Wall Street Journal: Rand Paul running for president as an ‘Obama Republican’

Kentucky Sen. Rand Paul is running for the Republican presidential nomination as an “Obama Republican,” according to the conservative Wall Street Journal editorial board.

The Journal on Wednesday trained its fire on Paul after he said “hawks” in the GOP were responsible for creating the Islamic State extremist terrorist group.

“[A]n aide might want to remind Sen. Paul which party’s nomination he is seeking,” said the Journal. “Republicans who begin their campaigns assailing other Republicans rarely succeed — especially when the accusation is culpability for a would-be caliphate that uses executions, slavery, extortion, rape and general terror to enforce oppression in the Middle East and North Africa, and whose ideology inspires jihadists worldwide.”

The Journal said Paul would be following President Obama’s “anti-interventionist” foreign policies, citing the president’s troop withdrawals from the Middle East and reluctance to intervene in Syria, where the Islamic State has established footing.

“[I]f he wants to run as an Obama Republican on foreign policy, [Paul] shouldn’t also adopt the Obama trick of rewriting history,” wrote the Journal. “It reflects poorly on his judgment as a potential commander in chief.”

Paul said Wednesday on MSNBC that “ISIS exists and grew stronger because of the hawks in our party who gave arms indiscriminately.”

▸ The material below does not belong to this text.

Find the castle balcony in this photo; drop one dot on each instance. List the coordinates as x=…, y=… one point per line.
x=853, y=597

The Journal’s editorial argued that the Islamic State was actually created when Islamic fighters left over from the war in Iraq regrouped and grew stronger when Obama withdrew U.S. troops from the region.

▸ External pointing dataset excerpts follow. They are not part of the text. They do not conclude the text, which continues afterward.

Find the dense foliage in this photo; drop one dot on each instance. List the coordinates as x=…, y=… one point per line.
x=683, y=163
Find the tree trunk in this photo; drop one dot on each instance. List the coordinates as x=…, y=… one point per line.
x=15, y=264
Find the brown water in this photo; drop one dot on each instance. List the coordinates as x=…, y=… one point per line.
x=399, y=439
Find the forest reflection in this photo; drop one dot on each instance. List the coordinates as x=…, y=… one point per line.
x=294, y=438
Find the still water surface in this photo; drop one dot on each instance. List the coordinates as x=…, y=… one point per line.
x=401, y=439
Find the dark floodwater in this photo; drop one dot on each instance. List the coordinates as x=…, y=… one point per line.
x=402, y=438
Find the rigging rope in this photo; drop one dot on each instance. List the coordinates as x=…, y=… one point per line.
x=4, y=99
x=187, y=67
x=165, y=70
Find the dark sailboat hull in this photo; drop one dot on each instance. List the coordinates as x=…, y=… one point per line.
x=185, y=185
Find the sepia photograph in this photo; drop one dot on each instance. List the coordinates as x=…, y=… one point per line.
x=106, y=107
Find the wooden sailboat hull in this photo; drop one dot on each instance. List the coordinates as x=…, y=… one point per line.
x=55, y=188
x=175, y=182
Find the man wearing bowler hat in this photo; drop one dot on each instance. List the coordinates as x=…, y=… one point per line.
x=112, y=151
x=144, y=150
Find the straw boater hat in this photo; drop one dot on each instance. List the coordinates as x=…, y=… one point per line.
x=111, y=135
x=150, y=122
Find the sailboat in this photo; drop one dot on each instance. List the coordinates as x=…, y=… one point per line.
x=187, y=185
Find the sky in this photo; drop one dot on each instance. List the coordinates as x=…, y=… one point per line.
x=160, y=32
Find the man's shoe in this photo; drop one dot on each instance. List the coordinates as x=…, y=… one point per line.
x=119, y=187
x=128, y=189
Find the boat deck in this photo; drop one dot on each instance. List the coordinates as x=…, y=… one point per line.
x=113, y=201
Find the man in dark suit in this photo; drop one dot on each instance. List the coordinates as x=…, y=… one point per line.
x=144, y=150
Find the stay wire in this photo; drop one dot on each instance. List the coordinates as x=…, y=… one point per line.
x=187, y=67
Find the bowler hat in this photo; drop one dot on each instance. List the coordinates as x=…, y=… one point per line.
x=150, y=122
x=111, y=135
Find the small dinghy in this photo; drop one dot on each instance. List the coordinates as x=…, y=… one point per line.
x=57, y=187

The Journal has been critical of Paul’s foreign policy positions in the past, citing them as a reason he is unqualified to be president.

After Paul said National Security Agency whistleblower Edward Snowden should receive leniency for leaking classified information to news outlets, the Journal said in 2014 that Paul “shows an unseriousness about national security that would make him unsuitable to be commander in chief.”

Following Paul’s 2013 active filibuster against the Obama administration’s drone policies, the Journal said Paul “needs to do more than pull political stunts that fire up impressionable libertarian kids in their college dorms.”